Davies revealed that many of the stories in the series were based on his friend Derek, whose name he avoided using in the show, because Derek’s parents had not disclosed how their son died. However, after the show aired in the U.K., Davies said he received an unexpected call from Derek’s family.
“It turned out his parents had passed away. His brother got in touch and said, ‘Oh my God, I’ve had to lie about this for 30 years. I’m delighted and proud to say that he died of AIDS. I’m proud of him.’ He actually used the word proud, and his children are proud,” Davies recalled. “That moved the entire production team and made us really aware of the responsibility that we had.”
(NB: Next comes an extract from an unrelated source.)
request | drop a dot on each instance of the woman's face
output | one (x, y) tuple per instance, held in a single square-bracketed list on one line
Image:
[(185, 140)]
While the stigma of HIV and AIDS leaves many of the show’s characters feeling isolated and alienated, there is one constant at the bedside of the characters who have fallen ill: a straight woman named Jill (Lydia West), who carries much of the emotional burden of the disease and illustrates the importance of active allyship during that time. Davies revealed that Jill is loosely based on his longtime friend Jill Nalder, who actually plays the character’s on-screen mother.
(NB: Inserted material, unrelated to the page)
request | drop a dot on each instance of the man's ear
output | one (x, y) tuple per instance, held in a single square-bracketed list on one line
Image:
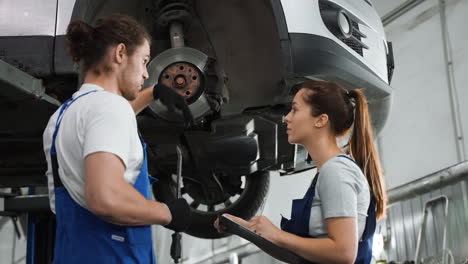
[(120, 52), (322, 121)]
“Us queers and our allies go hand in hand throughout history. I’ve written a million gay stories, and they’ve always been there, because they’re an essential part of our lives,” Davies said. “I think it becomes even more important in this story because it was those allies — those women, those lesbians and those straight men as well — who did a marvelous job of being at those bedsides and fighting for money, medicine and research.”
Prioritizing gay actors
Since the show first aired in the U.K. in late January, Davies has been an outspoken advocate for casting only queer actors in queer roles, which has added fuel to a complicated debate about which actors should be allowed to play which roles. In “It’s a Sin,” he cast every gay role with a gay actor, including Neil Patrick Harris and Stephen Fry who have supporting roles.
“I do like the fact that it upsets people so much, because I have no authority,” Davies said with a laugh. “It’s not a policy; it’s not a rule. Everybody can do what ... they like on whatever shows that they do. I know that I have just made one using my rules, and it worked sensationally. No one can point at my show and say, ‘You could have cast that better.’”
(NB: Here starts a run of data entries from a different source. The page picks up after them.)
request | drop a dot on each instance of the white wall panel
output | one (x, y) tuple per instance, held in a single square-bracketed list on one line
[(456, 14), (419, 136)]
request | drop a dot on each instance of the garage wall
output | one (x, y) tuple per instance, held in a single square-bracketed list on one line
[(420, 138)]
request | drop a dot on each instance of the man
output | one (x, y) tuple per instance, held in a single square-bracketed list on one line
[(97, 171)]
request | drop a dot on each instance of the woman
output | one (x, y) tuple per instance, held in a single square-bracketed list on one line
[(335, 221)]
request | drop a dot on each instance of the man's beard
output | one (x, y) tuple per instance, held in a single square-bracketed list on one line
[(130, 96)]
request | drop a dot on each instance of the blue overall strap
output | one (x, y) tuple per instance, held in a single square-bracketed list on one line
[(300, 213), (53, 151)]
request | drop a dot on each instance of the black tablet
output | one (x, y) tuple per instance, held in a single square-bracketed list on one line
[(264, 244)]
“I do love it when straight commentators give this two-seconds thought when I’ve been working in this field for 35 years,” he added. “I guarantee that I’ve given it more thought than anyone, and I have these massive ranks of unemployed and unseen out gay actors — who are not seen or recommended for parts, who are not even spoken about in the casting room — and that’s who I’m delighted to represent.”
One thing that can’t be debated is the unprecedented success of “It’s a Sin,” which became the most binge-watched show on All 4, Channel 4’s online streaming service. Davies acknowledged that his portrayal of the HIV/AIDS epidemic will be far from the last, but he said he is extremely “glad to have contributed to a great and enormous body of work.”
“There’s ‘Holding the Man,’ ‘The Inheritance,’ ‘Pride,’ — there’s a million things that I’m not naming, but I’m probably aware of them all,” he said. “If you put together this quilt that is the story of the AIDS epidemic, if we all keep contributing panels to this, there will be a near complete representation of all the stories based on HIV/AIDS, and I’m really, really proud to be a panel in that big quilt.”
All five episodes of “It’s a Sin” are now available to stream on HBO Max.